Data source

This is the source of my data:

https://www.kaggle.com/bravehart101/sample-supermarket-dataset

Super store

The sample superstore dataset consists data ranging from the type of products sold, where it is sold and how they are shipped.

super_store<-read_csv('superstore.csv')
shipment segment country city state postal_code region category sub_category sales quantity discount profit
Second Class Consumer United States Henderson Kentucky 42420 South Furniture Bookcases 261.9600 2 0.00 41.9136
Second Class Consumer United States Henderson Kentucky 42420 South Furniture Chairs 731.9400 3 0.00 219.5820
Second Class Corporate United States Los Angeles California 90036 West Office Supplies Labels 14.6200 2 0.00 6.8714
Standard Class Consumer United States Fort Lauderdale Florida 33311 South Furniture Tables 957.5775 5 0.45 -383.0310
Standard Class Consumer United States Fort Lauderdale Florida 33311 South Office Supplies Storage 22.3680 2 0.20 2.5164
Standard Class Consumer United States Los Angeles California 90032 West Furniture Furnishings 48.8600 7 0.00 14.1694

This is a dataset containing a sample of 9994 transactions in superstore located in united states. The columns I used for my analysis are:

• Shipment mode: We have 4 shipment modes – standard class, same day, first class, second class

• Segment: We have three segments consumer, corporate and home office

• City: The city in which we deliver the products

• Region: The region in which we deliver the products

• Category: We have 3 categories furniture, office supplies and technology

• Sub-category: Here we have 17 categorical variables nested inside the sub-category

• Sales: Total amount for goods(Price) purchased for each transaction

• Quantity: Total amount of goods sold(No.of goods) for each transaction

• Discount: discount applied for each transaction

• Profit: profit the store gets for each transaction

Visualizing data using segment

data preparation

visualization_segment<-ggplot(super_store)+
  geom_bar(aes(x=segment,
               fill=segment))+
  ggtitle("Visualization of data using segment")

visualization

ggplotly(visualization_segment)

This plot shows number of sales(Transactions) for each segment. As we can see here the sales(transactions) made by consumer segment is more than the other two segments

Visualizing data using shipment and region

data preparation

visualization_shipreg<-ggplot(super_store)+
  geom_bar(aes(x=region,
               fill=shipment))+
  ggtitle("visualization of data using shipment and region")

visualization

ggplotly(visualization_shipreg)

In this plot we can see that delivery of goods to region west is higher and the highest shipment mode used is standard class

Visualizing data with density plot

data preparation

vis_den<-ggplot(super_store,aes(x=quantity))+geom_density(fill='blue')
#+scale_x_log10(breaks = trans_breaks("log10", function(x) 10^x),labels = trans_format("log10", math_format(10^.x)))

visualization

vis_den

Here we have density curve for the quantity.As we can see the plot it peaks between o to 5. so, we can understand that maximum number of transactions were done between the number of goods between 0 to 5.

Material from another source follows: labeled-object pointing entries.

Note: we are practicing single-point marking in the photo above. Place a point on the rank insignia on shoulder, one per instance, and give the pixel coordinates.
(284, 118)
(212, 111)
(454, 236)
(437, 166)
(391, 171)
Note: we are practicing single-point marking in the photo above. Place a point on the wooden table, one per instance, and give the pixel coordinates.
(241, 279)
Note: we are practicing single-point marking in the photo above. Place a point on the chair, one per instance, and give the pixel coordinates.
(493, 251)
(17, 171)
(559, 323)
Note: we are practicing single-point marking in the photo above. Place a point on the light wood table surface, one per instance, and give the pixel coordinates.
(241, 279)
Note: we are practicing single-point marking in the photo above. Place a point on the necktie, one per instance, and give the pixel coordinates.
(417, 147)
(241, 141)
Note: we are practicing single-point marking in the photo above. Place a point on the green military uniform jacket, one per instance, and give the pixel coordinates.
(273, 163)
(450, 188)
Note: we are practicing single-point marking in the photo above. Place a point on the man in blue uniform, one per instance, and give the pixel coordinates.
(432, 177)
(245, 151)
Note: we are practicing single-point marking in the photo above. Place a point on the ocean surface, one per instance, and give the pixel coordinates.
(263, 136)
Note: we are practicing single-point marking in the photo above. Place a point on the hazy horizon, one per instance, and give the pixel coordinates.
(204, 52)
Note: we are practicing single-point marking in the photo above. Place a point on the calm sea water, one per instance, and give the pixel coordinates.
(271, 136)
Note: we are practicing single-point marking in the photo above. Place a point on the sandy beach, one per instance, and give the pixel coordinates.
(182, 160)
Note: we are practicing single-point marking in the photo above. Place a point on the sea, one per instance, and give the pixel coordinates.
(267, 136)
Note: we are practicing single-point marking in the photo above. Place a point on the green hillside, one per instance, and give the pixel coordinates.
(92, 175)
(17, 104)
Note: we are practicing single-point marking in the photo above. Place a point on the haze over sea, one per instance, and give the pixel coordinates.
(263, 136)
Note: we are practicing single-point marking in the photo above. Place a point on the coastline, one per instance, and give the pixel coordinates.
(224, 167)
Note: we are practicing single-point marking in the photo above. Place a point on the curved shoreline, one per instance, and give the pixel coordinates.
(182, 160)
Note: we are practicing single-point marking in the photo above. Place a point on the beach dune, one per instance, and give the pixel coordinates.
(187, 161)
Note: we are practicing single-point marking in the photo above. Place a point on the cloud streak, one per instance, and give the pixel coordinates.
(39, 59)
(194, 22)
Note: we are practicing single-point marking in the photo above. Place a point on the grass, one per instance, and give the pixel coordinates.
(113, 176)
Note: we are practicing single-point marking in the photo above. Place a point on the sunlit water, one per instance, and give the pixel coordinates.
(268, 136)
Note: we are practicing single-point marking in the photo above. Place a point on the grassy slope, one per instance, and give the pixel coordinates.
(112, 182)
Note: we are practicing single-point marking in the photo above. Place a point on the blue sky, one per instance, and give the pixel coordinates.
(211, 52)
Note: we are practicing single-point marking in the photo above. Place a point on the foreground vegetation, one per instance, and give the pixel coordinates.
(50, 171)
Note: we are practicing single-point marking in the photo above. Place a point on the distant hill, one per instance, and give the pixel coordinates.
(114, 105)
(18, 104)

Visualizing data with Jittering

data preparation

vis_jit<-ggplot(super_store,aes(y=segment,x=profit))+geom_jitter(size=1.5,alpha=0.3)+scale_x_log10(breaks = trans_breaks("log10", function(x) 10^x),labels = trans_format("log10", math_format(10^.x)))+theme_bw()

visualization

vis_jit

In this plot we can see a Jittering plot between segments and profit. I have used Jittering plot because for this plot almost all the values lie in the same interval and if I use point plot, may be it will hide data(Over plotting). As we can see the concentration of points in segment consumer is high and maximum part lies between 10^0 and 10^2 that means consumer segment has highest profit.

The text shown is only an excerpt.